* markjr@easydns.com (Mark Jeftovic) [Mon 10 Jul 2006, 15:55 CEST]:
I think the openDNS approach is far different from the Verisign sitefinder debacle if only for the important reason that using openDNS is voluntary and using sitefinder wasn't.
Correct. OpenDNS is not abusing a monopoly position here.
Also, sitefinder created a wildcard DNS record where none existed before, breaking all kinds of applications in the process, openDNS doesn't do this.
Wrong. Asking their "big caching nameserver" for gibberish returns "IN A 208.67.219.40" instead of NXDOMAIN. Same breakage occurs, although they return NXDOMAIN instead of NOERROR when queried about MX or AAAA records, so ironically damage for IPv6-enabled applications is limited. They seem to be using Yahoo! as search engine there. 220 reject.opendns.com - OpenDNS Mail Rejection Service 1.2 (No mail accepted here) Remind you of anything - what was it called, chuck? It's already broken.

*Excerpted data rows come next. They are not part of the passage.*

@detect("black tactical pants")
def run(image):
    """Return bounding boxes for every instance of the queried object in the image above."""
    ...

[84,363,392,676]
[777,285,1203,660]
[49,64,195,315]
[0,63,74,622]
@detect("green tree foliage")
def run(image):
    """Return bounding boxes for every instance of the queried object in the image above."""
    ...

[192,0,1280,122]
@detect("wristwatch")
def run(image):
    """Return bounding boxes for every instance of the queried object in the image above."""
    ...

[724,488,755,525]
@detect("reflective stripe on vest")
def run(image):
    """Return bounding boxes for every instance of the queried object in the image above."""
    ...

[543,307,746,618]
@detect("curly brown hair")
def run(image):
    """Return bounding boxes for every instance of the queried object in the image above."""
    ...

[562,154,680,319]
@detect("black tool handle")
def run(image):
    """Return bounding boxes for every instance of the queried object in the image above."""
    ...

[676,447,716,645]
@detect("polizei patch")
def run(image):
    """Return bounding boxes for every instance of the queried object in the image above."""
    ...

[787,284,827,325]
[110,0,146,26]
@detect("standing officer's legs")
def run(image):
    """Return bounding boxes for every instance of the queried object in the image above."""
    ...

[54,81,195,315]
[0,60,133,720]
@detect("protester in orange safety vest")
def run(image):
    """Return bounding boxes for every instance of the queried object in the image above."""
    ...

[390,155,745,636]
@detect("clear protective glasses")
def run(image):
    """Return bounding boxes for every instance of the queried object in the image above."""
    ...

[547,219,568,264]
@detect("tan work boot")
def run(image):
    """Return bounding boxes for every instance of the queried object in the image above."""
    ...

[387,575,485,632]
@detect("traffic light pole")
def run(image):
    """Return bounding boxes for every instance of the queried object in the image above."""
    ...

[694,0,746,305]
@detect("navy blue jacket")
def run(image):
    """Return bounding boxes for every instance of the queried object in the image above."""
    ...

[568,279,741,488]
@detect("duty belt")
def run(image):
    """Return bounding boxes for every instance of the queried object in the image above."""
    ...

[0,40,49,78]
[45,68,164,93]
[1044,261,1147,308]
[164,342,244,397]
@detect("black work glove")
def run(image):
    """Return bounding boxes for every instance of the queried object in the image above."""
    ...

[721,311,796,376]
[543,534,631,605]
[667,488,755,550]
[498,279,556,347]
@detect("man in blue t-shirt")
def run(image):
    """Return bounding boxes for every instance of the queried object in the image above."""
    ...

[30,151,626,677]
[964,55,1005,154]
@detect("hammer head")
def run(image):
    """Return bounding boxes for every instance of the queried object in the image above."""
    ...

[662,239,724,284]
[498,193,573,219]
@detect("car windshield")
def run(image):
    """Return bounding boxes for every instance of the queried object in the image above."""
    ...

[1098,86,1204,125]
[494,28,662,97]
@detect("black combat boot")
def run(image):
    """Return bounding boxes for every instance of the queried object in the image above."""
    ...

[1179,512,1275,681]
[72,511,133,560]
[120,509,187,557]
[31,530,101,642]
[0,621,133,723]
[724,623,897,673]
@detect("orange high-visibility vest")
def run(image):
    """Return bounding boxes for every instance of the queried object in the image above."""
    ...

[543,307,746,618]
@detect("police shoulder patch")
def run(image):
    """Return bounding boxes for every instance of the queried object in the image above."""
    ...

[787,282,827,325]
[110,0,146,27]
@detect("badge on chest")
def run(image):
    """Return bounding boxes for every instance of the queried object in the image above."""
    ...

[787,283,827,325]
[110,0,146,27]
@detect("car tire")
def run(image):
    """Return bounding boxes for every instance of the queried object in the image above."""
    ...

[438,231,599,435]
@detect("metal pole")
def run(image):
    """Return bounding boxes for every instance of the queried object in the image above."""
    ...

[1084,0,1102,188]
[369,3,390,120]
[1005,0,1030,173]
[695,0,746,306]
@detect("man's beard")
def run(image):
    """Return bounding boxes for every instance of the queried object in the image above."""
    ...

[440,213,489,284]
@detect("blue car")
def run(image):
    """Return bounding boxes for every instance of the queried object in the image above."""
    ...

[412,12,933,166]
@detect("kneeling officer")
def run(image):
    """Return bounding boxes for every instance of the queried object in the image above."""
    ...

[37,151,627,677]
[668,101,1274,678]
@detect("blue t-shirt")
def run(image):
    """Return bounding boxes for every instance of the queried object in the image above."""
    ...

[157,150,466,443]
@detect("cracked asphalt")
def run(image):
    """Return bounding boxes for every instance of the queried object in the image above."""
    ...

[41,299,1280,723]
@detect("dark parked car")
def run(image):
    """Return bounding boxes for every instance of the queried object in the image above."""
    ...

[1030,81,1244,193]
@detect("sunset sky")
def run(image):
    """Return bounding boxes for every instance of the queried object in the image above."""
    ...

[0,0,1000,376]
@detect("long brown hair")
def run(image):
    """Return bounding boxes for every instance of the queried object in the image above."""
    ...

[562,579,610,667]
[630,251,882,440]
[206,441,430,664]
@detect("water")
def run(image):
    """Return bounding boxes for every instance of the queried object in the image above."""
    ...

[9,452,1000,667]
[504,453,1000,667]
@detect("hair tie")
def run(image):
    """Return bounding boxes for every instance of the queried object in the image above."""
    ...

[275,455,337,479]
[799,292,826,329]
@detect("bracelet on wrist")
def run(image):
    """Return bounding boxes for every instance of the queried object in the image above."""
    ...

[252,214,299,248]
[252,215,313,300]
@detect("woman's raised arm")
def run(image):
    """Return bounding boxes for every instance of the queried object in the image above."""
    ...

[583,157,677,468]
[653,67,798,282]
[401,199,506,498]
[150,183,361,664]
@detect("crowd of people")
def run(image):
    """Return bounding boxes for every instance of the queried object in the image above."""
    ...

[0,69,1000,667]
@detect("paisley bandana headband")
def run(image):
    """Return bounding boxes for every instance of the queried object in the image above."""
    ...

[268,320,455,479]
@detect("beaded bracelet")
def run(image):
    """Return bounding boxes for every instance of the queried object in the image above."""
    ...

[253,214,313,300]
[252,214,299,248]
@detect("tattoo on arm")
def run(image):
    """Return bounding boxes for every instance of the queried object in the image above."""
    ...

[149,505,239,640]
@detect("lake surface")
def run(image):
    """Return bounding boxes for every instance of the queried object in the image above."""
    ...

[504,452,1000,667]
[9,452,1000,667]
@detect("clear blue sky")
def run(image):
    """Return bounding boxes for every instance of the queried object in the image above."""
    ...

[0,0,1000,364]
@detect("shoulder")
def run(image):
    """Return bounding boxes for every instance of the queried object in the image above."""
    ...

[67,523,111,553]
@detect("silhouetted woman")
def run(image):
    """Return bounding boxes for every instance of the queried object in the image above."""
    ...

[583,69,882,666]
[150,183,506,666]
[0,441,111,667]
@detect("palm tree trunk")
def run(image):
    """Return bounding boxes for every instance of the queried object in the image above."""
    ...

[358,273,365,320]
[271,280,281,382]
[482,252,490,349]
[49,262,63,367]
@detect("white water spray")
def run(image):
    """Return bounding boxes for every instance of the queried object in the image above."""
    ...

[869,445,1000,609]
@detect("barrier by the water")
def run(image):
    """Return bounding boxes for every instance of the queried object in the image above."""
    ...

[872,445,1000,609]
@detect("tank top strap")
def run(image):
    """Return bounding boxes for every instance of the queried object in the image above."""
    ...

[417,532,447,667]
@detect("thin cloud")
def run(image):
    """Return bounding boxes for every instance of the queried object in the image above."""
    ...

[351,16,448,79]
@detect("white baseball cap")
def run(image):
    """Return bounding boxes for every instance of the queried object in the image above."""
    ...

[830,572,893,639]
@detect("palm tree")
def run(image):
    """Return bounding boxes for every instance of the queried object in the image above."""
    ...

So at the end of the day, people are FREE to decide what resolvers to use and whoever comes along to offer their idea of "value adds" can go right ahead without borking the internet.
Several people have eloquently expressed why creating different views of a global namespace is a bad idea before on this mailing list.
Personally I think openDNS is an idea whose time has come and that Dave Ulevitch and is crew are going to hit one out of the ballpark with this.
Have you switched your company over yet? Regards, -- Niels.